Porque escrever?

Porque escrever

A Lei nos segue, estamos em cada ato fornecendo argumentos à nossa defesa ou inculpação. Jamais vivemos: criamos álibis. Esse é um pedaço de uma narrativa desarmada do próprio corpo; nessa passagem, a defesa é contra um olhar normativo e, mais do que isso, insuportável. Insuportável é o olhar do outro que te torna outro e grotesco. Insuportável é o olhar que te cerca no descampado da calamidade da tua diferença. Insuportável é o olhar da inquisição.
É uma narrativa e uma cartografia que, como tal, serve pra juntar um corpo com aquilo que ele pode; pra potencializar um corpo que foi separado do que pode, pois sobre este corpo se incide o poder. Cartografia de um infra-mundo, um mundo menor, que não entra nos registros escritos habituais, já instituídos. Aquele mundo que a Lei não deixa passar.

“Porque escrever”. Um título assim só poderia ser seguido de uma justificativa. Começo esse álibi constatando que se trata de um álibi. Minha escrita pode ser atacada quando a Lei da gramática ou da ortografia não for respeitada, atacada por aqueles que guardam um ideal de bom português; pode ser capturada como louca quando a sintaxe não ficar coerente com a Lei normopata da “boa” comunicação.

Não deixarão você escrever livremente. Tem sempre um modelo a ser seguido, sob pena de coação, desqualificação, indiferença. Tem sempre uma doutrina a ser aprendida, engolida, antes que se possa dizer qualquer coisa em nome próprio. Mas depois da coação, você sempre poderá se redimir, pois uma coisa que as instituições do Estado fazem de melhor é desqualificar para depois poder qualificar, ao seu proveito, para a reprodução do próprio Estado. E não só as escolas e as universidades estatais, mas entre nós mesmos há microviolências do cotidiano que indicam uma sinistra interiorização do Estado violento em nós.

Não deixarão você errar; errar no sentido de desvio da norma, mas também no sentido de errância… pois nessas andanças contra a Lei ou à revelia dela, você pode criar alguma coisa que escape ao controle. Não deixarão você diferir, pois mais do que um desvio da norma, a diferença é um movimento sem lei. E se as opressões são tão terríveis, é porque elas impedem os movimentos, e não porque ofendem o Eterno.
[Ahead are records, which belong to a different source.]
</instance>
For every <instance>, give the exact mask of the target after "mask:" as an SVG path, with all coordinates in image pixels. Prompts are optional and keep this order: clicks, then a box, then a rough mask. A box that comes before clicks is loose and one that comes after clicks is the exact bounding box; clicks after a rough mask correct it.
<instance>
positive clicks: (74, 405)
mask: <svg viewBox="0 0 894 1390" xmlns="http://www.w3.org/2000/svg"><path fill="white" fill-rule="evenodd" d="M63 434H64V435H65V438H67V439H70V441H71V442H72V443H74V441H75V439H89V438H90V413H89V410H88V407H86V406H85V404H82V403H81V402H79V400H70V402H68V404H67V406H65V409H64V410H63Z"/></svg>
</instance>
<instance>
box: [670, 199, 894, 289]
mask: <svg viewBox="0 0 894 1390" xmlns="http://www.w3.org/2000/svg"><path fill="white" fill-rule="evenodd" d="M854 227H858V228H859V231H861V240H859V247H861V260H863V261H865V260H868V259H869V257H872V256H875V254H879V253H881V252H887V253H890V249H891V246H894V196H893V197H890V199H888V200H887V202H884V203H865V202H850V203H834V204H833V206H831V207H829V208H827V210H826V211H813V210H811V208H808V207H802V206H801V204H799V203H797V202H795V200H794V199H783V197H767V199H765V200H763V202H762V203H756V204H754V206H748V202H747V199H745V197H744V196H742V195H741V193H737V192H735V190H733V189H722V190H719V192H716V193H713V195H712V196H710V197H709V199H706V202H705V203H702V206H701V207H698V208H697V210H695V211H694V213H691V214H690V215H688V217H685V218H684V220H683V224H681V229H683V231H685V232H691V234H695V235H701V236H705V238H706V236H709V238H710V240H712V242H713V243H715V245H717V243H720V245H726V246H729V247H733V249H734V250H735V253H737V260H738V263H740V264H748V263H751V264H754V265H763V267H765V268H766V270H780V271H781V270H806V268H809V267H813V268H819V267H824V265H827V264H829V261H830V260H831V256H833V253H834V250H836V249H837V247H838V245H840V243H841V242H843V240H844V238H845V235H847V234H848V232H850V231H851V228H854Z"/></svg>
“Mas que heresia será escrever de qualquer jeito! Escrever como pode, como deseja!? Cuspindo no que foi canonizado nas leis das gramáticas, dos ícones e das doutrinas?! Como ousa falar em nome próprio?! Respeite o simbólico! Renda-se, pois Jesus te ama!”. E é um “amor” que ensina a entrega de si a uma autoridade superior que começa na religião e que não só culmina, mas funda o próprio Estado. (1) Religião, religare, religar; (2) Simbólico, aquilo que une; (3) Estado e sua cultura de paz. Essa também daria uma santíssima trindade. Contra o domínio (Estado) sagrado (religião) do simbólico, a autonomia profana do diabólico. Escrevamos, pois. Erremos, pois. Em nome próprio. Estamos em guerra.